People should be paid for their work. Starting in 2017, The Interconnected is paying our contributors. 

Writing is work. Writing is hard work, honestly. You’re taking a nebulous mix of ideas and feelings that live in the grey matter inside your skull,  and using a mix of education, cultural information, and creativity, forging it into a form that means other people get a similar mix of ideas and feelings in their own grey matter.

Writers are often paid little, or not at all. A professional rate in the science fiction short story market, for example, is six cents per word. A five-thousand word piece nets $300, and may have taken many hours to write. A professional rate in the nonfiction market can be higher or lower, but is often a fixed rate – $100 for an article, or $200, or $50, or nothing at all.

We’re paying writers.

At The Interconnected in 2016 we paid our writers with thanks.  But we want to do more, because our writers deserve more.

We started by paying our 2016 writers: Trace Meek, Justin McDowell, Talisha Payton, and Alicia Raciti, and extend our thanks to them once again.

We’re now extending the offer to the greater UX, content strategy, development, design, and “web maker” world. We’re paying $25 per article; currently we can accept about 2 or 3 articles per month. Submit to us or pitch an article.

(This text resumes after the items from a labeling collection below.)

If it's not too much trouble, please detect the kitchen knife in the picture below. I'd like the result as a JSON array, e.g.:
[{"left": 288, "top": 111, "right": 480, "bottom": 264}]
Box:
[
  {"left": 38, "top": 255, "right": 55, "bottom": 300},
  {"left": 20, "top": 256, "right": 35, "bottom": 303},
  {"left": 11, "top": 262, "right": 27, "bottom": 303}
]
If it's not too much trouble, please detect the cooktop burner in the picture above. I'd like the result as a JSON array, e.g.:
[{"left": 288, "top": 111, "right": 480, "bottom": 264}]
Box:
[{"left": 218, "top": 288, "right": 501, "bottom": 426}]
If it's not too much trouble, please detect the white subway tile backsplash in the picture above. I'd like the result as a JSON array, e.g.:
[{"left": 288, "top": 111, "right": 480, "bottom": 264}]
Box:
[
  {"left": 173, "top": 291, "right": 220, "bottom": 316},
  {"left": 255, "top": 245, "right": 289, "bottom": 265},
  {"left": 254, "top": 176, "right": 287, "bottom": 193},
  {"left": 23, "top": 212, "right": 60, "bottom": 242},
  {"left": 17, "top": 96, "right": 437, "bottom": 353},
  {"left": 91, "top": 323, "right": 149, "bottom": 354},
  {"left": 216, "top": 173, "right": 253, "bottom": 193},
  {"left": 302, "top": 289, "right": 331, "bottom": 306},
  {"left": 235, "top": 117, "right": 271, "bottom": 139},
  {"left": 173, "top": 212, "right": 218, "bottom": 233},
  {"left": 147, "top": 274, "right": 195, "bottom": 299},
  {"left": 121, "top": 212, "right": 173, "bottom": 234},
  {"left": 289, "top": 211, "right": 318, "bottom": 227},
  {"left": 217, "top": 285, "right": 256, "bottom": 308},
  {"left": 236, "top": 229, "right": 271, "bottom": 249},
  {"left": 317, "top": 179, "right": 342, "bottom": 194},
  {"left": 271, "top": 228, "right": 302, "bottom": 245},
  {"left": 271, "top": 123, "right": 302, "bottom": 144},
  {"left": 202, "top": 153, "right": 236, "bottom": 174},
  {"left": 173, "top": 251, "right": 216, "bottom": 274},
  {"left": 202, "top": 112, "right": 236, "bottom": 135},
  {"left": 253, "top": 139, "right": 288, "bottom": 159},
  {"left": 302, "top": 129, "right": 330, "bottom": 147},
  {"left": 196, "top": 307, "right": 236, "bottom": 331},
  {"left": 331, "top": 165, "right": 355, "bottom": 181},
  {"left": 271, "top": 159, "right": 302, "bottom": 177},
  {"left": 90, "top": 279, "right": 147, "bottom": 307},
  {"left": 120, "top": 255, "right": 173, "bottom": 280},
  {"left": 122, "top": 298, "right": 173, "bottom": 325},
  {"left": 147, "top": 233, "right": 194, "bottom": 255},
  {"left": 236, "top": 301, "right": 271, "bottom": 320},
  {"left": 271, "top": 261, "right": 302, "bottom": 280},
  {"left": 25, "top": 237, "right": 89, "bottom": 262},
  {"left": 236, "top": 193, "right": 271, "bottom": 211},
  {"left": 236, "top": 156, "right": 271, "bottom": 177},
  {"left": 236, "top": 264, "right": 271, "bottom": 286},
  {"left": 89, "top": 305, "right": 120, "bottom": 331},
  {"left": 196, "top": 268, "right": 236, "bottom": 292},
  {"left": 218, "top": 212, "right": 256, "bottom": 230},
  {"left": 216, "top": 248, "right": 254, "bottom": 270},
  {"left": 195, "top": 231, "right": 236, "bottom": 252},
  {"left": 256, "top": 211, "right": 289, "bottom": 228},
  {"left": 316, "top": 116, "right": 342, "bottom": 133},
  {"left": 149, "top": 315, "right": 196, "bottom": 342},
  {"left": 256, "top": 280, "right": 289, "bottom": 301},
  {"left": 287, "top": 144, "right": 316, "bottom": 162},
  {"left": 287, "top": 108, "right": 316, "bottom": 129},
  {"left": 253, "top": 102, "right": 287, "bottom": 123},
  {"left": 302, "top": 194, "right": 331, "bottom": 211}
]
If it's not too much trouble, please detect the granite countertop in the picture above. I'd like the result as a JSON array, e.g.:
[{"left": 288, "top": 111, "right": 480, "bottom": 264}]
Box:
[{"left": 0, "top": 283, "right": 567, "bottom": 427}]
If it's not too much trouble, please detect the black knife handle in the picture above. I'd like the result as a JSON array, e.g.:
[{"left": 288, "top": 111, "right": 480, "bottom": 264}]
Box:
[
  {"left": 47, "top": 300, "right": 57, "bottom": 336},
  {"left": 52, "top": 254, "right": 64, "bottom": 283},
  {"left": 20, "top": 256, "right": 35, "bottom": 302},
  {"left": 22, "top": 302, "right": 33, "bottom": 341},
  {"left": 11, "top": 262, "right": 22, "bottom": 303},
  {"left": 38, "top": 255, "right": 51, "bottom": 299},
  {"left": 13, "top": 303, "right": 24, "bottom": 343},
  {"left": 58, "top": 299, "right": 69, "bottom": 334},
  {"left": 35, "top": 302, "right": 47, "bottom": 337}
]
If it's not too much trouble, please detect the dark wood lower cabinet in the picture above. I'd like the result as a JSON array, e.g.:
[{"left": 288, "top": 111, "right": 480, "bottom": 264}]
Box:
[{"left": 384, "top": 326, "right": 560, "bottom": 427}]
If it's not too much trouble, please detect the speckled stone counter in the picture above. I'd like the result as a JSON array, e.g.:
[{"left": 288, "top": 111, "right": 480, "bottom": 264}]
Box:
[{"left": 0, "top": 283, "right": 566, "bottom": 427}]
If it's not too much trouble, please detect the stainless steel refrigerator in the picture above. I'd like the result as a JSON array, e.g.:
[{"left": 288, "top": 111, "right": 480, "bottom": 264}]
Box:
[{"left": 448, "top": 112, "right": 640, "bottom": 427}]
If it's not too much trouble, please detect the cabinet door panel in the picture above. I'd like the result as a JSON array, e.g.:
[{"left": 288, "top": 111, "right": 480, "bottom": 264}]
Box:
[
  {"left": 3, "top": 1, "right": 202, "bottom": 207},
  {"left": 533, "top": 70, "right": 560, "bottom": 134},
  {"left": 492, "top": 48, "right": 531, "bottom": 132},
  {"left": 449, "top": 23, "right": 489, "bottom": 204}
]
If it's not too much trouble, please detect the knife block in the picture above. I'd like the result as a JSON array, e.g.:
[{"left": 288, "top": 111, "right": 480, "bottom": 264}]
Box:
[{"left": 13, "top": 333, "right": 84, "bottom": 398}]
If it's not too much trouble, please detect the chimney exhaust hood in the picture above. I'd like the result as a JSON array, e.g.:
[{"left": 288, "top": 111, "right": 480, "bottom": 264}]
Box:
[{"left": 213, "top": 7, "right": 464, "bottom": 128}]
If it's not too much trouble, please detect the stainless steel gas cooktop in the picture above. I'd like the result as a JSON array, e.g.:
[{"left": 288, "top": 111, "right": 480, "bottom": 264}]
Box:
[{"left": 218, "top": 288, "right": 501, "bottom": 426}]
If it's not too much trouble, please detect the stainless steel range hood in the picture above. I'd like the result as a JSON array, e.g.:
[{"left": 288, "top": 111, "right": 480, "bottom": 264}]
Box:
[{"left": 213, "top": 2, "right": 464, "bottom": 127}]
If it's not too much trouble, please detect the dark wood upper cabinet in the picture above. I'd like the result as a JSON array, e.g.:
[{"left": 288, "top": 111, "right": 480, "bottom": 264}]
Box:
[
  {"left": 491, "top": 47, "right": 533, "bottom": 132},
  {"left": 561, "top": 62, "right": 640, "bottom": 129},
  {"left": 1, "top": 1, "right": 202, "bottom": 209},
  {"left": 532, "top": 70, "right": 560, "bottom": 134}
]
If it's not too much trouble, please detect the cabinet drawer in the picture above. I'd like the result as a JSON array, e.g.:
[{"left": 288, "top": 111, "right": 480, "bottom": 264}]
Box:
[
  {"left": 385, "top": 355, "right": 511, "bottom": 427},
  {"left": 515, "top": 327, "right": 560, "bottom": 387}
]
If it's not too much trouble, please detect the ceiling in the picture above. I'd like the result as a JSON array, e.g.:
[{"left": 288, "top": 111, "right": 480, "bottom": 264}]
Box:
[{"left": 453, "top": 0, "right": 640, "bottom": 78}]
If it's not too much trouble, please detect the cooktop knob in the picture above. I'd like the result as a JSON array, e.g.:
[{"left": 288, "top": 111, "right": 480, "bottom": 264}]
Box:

Help us fund quality writing.

We’ve currently got enough funding to support our writers at this measly rate through 2017, but we think we can do better, and you can help.

The Interconnected brings a diversity of new and experienced voices to the web. We hope you’ll continue to support us, whether it’s financially, by reading and sharing what you read, or by working to make the web a better place through whatever means you have available.